Some finings require tannin in order to react, but tannin is easily added.
Filtering on a small scale with gravity methods isn’t very easy, and it can hurt your wine through oxidation if you take too long to do it. The old books describe some of these gravity methods. I don’t think they are a good idea. The benefits aren’t great enough to merit the trouble and risk.
For larger amounts of wine, there are many devices available on the market that involve hand pumps or carbon dioxide pressure tanks combined with filter pads that can remove amazingly small particles. If you have carefully racked, then fined, your wine, it won’t take very long to go through the filtering procedure—including setting up and taking down. It will give you the “star bright” wine of wine competition dreams. The devices, like Vinamat and Polyrad, cost less than one hundred dollars.
Investigate the brands carefully and make sure you know what is in the pads, how much they cost, how easy they are to replace, etc., before you decide to buy.
Talk it over with your wine supply merchant and any winemakers you know. Everyone has a different opinion about filtering.

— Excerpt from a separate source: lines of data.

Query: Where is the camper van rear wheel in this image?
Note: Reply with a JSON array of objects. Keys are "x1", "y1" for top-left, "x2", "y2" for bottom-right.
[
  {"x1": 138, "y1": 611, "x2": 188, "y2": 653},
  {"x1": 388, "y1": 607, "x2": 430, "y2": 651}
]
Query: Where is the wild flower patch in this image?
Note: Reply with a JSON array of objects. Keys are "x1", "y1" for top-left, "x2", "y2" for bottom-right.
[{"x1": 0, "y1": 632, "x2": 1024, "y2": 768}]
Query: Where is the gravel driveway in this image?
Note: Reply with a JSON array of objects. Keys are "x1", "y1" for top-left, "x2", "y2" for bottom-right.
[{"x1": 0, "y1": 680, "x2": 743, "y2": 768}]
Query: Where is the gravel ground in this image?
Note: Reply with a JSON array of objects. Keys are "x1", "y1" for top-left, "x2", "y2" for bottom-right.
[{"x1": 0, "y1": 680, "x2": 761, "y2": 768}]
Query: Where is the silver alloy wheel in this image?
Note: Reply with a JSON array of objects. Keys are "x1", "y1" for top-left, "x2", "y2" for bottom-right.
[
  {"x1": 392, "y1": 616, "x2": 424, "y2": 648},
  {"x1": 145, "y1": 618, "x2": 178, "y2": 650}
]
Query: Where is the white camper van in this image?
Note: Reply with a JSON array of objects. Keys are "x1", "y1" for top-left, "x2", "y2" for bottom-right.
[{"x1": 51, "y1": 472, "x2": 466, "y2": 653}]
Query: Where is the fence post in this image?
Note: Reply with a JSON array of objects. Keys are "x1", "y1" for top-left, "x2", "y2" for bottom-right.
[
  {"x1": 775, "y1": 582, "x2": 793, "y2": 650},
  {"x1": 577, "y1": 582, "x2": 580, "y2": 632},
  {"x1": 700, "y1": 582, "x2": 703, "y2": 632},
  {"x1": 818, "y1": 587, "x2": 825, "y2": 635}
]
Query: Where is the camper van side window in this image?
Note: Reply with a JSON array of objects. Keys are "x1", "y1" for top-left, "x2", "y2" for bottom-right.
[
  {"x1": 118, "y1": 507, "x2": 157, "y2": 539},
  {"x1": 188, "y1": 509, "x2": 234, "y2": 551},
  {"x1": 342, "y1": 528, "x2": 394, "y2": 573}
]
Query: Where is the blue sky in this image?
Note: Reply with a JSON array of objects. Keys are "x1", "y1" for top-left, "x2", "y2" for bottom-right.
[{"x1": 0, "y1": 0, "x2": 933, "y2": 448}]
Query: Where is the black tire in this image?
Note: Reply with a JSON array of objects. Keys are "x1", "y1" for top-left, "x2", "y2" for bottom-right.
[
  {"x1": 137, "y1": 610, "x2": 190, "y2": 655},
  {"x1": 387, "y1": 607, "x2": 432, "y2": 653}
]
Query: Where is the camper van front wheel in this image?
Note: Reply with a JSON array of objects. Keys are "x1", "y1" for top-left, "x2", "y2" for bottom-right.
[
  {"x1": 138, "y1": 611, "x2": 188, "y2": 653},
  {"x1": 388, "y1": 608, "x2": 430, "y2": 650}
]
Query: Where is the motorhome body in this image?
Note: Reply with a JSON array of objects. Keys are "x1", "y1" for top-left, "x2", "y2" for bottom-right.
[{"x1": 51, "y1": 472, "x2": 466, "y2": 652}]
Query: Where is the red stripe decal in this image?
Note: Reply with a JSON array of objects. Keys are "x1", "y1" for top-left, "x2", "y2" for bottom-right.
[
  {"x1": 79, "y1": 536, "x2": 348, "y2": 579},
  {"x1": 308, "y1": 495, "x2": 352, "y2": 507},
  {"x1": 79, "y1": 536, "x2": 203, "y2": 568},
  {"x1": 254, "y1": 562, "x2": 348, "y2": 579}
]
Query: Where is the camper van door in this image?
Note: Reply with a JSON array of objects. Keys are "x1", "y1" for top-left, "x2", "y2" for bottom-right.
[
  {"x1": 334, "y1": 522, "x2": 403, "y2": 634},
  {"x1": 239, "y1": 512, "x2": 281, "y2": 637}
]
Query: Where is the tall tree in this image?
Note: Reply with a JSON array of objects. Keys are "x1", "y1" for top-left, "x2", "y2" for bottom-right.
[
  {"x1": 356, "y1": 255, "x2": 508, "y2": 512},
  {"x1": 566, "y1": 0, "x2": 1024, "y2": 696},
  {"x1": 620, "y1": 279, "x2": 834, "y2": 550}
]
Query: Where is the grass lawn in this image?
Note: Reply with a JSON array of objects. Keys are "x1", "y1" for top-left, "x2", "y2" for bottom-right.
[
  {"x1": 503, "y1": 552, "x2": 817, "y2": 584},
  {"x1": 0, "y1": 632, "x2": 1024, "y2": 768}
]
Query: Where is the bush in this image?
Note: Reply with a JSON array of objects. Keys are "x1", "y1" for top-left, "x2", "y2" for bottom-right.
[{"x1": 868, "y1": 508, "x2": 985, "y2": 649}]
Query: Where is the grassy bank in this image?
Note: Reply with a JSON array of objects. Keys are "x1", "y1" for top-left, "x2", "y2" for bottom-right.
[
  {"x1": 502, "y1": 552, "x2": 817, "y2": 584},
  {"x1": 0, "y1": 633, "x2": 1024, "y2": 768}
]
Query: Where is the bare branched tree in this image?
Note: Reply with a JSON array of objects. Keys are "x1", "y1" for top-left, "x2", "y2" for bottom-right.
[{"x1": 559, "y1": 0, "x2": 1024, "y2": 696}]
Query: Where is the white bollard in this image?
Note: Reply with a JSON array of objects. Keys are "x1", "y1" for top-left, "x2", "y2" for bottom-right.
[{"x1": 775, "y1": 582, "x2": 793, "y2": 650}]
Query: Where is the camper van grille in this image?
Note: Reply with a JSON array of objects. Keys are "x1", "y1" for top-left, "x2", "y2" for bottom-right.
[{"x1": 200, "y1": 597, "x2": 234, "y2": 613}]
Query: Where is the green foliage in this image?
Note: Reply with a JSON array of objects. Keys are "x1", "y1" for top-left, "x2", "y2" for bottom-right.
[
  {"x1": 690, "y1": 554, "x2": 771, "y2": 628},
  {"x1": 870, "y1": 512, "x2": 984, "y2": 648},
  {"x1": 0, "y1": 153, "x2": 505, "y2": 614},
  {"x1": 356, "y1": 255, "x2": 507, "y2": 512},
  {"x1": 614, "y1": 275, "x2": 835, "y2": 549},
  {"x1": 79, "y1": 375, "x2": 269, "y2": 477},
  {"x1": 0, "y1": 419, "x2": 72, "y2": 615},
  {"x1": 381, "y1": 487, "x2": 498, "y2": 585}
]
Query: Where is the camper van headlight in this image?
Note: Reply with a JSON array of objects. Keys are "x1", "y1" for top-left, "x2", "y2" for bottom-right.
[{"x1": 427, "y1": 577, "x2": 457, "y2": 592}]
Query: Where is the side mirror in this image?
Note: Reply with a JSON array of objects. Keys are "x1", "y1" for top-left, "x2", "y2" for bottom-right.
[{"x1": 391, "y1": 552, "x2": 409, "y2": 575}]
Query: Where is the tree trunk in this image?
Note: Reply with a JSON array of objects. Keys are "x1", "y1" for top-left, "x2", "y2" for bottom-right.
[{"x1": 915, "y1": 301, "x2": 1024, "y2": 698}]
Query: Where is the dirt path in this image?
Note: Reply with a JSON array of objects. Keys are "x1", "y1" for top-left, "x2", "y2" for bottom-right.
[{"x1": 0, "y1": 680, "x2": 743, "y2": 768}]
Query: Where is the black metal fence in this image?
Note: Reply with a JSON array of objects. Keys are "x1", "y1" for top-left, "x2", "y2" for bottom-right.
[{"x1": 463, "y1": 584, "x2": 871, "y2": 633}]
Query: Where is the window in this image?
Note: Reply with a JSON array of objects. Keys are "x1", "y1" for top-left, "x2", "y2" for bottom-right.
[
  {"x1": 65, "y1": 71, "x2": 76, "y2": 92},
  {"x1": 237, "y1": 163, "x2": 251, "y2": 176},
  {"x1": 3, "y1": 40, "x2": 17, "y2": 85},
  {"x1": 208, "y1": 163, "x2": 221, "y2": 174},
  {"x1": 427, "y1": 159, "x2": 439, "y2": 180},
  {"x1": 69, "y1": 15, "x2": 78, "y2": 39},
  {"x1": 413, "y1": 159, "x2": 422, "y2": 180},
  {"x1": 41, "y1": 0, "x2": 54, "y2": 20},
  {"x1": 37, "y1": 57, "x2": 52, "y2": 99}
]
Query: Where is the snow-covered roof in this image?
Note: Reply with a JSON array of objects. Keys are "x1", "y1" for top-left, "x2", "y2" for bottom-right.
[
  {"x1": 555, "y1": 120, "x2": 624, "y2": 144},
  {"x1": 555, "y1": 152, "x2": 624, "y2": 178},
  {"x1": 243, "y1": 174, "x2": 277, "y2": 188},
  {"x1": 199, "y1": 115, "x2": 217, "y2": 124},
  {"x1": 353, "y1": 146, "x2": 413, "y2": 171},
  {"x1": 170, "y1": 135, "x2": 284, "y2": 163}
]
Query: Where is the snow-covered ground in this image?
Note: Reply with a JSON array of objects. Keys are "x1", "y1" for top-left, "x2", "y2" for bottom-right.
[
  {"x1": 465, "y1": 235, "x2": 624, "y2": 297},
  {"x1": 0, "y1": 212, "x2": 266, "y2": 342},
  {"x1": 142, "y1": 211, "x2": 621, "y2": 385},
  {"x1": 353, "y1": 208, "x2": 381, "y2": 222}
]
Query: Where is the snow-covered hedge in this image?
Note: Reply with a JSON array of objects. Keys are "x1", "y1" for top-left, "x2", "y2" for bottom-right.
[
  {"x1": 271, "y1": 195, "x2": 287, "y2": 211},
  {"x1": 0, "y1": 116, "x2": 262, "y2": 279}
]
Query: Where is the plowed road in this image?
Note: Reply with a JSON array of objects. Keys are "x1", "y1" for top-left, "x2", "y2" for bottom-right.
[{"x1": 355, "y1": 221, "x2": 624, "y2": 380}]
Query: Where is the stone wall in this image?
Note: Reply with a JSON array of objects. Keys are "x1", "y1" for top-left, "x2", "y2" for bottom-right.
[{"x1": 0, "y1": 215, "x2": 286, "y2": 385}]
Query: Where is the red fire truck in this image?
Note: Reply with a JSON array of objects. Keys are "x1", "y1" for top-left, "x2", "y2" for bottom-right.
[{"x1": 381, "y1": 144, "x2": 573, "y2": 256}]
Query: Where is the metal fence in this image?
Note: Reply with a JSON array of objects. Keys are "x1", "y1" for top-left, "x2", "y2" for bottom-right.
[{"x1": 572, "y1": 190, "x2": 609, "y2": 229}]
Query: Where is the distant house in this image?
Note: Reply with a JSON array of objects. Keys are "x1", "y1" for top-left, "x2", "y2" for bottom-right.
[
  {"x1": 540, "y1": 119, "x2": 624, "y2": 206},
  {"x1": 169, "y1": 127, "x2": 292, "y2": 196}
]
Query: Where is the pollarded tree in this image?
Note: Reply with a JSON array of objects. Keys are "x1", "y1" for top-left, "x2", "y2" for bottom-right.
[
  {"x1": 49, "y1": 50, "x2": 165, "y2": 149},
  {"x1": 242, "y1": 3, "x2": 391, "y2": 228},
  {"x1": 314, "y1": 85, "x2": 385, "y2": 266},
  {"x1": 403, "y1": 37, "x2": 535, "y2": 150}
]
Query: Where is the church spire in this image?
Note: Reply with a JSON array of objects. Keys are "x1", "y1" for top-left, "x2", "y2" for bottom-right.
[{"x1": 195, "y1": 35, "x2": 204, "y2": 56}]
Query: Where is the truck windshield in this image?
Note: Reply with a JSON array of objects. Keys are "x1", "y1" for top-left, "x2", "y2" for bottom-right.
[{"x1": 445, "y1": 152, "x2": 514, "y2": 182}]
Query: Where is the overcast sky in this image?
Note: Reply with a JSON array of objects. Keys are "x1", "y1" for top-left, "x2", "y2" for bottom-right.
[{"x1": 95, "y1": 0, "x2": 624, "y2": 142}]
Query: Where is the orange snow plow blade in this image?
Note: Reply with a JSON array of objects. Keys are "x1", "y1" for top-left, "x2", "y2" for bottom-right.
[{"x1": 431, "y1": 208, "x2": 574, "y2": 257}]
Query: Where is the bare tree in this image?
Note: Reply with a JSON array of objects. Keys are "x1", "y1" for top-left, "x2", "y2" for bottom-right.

Up to a few years ago, some filter pads for some systems contained asbestos. This may or may not be a concern to you. I drink commercial wines, which at one point all used pads with asbestos and still may. I haven’t keeled over yet, but what about later?
CASKS AND BARRELS
Ah, the images that come to mind when one says the word winery! Dark, mysterious barrels of aged wood bound by sturdy
hoops lined up in some subterranean cavern lit by guttering beeswax candles, perhaps graced by the silent presence of a hooded monk…secret passages to the throne room…men in lace jabots leaping from cask to cask with flashing swords…lurking anarchists conferring secretly, plotting to overthrow who knows what…lovers meeting at midnight for that precious stolen kiss…etc.
Yeah. But.
Barrels are large and expensive. They can go bad in a day once the wine is out of them. Any mold or vinegar is there to stay! They have to be treated very carefully, and you have to keep a serious eye on the wine, because both the alcohol and the water content evaporate. Buying used barrels is a tricky business, unless you know and trust the person you are buying them from.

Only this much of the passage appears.